Changement climatique et hydropériode des mares : un impact insoupçonné pour les amphibiens
L’observation de jeunes amphibiens métamorphosés au printemps signifie que la reproduction a fonctionné et que la population est pérenne. En général, les larves restent entre deux et trois mois dans l’eau avant la métamorphose. Chez beaucoup d’espèces, le temps de développement larvaire peut être réduit et la métamorphose accélérée en cas d’assèchement rapide de la mare. Ce processus physiologique permet aux jeunes individus de survivre à des évènements de sécheresse inopinés.

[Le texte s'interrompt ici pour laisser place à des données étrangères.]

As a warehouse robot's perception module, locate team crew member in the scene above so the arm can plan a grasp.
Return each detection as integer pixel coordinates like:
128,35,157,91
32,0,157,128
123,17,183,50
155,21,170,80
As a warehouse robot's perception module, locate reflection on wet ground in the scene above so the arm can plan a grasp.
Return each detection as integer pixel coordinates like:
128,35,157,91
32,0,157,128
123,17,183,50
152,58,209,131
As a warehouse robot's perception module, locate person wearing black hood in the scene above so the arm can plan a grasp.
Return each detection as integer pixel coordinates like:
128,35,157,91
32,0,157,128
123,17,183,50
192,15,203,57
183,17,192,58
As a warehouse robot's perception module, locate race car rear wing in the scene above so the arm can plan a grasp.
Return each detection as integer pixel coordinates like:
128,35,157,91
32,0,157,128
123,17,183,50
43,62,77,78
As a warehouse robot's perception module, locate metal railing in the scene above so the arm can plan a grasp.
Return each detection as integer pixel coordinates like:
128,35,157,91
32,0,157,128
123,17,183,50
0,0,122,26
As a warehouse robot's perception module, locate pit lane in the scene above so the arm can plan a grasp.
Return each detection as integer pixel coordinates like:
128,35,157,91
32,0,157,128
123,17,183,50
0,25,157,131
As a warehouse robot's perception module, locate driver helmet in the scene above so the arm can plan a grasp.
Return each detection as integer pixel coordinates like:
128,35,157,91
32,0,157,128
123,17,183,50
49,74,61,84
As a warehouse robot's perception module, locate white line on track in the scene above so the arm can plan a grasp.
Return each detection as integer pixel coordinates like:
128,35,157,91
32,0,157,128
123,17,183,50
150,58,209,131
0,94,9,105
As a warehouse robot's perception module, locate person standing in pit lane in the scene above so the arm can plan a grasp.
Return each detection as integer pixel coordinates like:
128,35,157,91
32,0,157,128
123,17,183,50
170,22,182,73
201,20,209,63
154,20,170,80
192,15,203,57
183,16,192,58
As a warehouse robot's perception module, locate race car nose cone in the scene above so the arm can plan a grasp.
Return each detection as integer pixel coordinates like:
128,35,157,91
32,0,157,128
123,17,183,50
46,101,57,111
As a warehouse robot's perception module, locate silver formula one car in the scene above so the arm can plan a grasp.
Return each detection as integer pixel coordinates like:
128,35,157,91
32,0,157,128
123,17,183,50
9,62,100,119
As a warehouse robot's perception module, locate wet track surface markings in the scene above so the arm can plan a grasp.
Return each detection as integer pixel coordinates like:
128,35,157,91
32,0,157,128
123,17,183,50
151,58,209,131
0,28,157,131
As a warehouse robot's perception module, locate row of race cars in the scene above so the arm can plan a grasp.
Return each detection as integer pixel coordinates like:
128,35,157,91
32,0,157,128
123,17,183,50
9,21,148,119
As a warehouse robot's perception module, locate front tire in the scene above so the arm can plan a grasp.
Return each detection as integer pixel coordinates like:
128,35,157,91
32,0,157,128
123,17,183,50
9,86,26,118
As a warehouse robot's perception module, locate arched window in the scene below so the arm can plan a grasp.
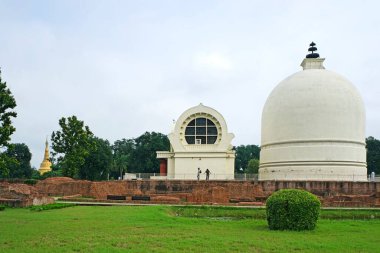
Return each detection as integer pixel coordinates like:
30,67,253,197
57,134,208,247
185,118,218,144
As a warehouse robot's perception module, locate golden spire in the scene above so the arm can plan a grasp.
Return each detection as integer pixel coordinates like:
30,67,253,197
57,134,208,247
38,137,51,175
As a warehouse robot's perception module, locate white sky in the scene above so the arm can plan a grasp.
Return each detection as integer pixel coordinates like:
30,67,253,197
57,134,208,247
0,0,380,168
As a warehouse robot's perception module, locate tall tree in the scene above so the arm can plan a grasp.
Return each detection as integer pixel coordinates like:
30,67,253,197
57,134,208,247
366,136,380,174
112,139,136,178
129,132,170,173
0,71,17,177
5,143,33,178
244,159,260,174
79,137,112,180
235,145,260,172
51,116,95,178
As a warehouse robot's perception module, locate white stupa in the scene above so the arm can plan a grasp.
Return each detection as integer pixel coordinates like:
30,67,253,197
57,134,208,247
259,43,367,181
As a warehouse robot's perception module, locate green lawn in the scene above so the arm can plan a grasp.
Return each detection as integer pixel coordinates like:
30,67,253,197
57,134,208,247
0,206,380,253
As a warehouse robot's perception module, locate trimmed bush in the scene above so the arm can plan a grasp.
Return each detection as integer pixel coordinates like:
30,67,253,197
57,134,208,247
266,189,321,230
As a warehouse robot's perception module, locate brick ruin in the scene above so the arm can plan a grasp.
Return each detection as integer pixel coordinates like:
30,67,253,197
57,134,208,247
31,178,380,207
0,182,54,207
0,177,380,207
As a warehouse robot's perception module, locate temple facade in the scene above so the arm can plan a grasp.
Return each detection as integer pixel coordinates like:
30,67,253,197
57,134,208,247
157,104,235,180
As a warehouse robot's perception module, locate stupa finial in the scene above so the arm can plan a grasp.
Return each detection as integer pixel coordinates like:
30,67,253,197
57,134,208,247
306,41,319,58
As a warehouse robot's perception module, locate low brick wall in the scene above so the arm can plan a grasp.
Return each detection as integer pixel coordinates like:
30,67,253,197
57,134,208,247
36,178,380,207
0,181,54,207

Cependant, une récente étude nous éclaire sur l’effet négatif d’une hydropériode* trop courte sur la dynamique des populations. Une équipe de chercheurs américains a en effet montré que chez Rana pipiens, une grenouille des zones tempérées d’Amérique du Nord, une hydropériode réduite induit des effets en cascade sur plusieurs paramètres démographiques importants pour la survie des populations (Brannely et al. 2019). Les larves qui se développent dans des mares qui s’assèchent rapidement ont une plus petite taille à la métamorphose, et voient leur taux de survie réduit en comparaison aux jeunes métamorphosés dans des mares avec une hydropériode plus longue. L’assèchement rapide de la mare induit également un taux de survie supérieur pour les mâles. Enfin, les défenses immunitaires des jeunes métamorphosés dans les mares à hydropériode courte sont réduites, à cause d’un épiderme plus fin, les rendant plus sensibles aux maladies infectieuses. Ainsi, chez certaines espèces d’amphibiens, l’observation de métamorphes au printemps n’est pas suffisante pour garantir l’efficacité des mares et s’assurer de la survie à long terme des populations. L’hydropériode est importante, et doit être prise en compte dans les recommandations de gestion des mares pour les amphibiens.
*durée de mise en eau d’une mare
Brannely L.A., Ohmer M.E.B., Saenz V., Richards-Zawacki C.L. (2019). Effects of hydroperiod on growth, development, survival, and immune defenses in a temperate amphibian. Functional Ecology, 33 (10): 1952-1961.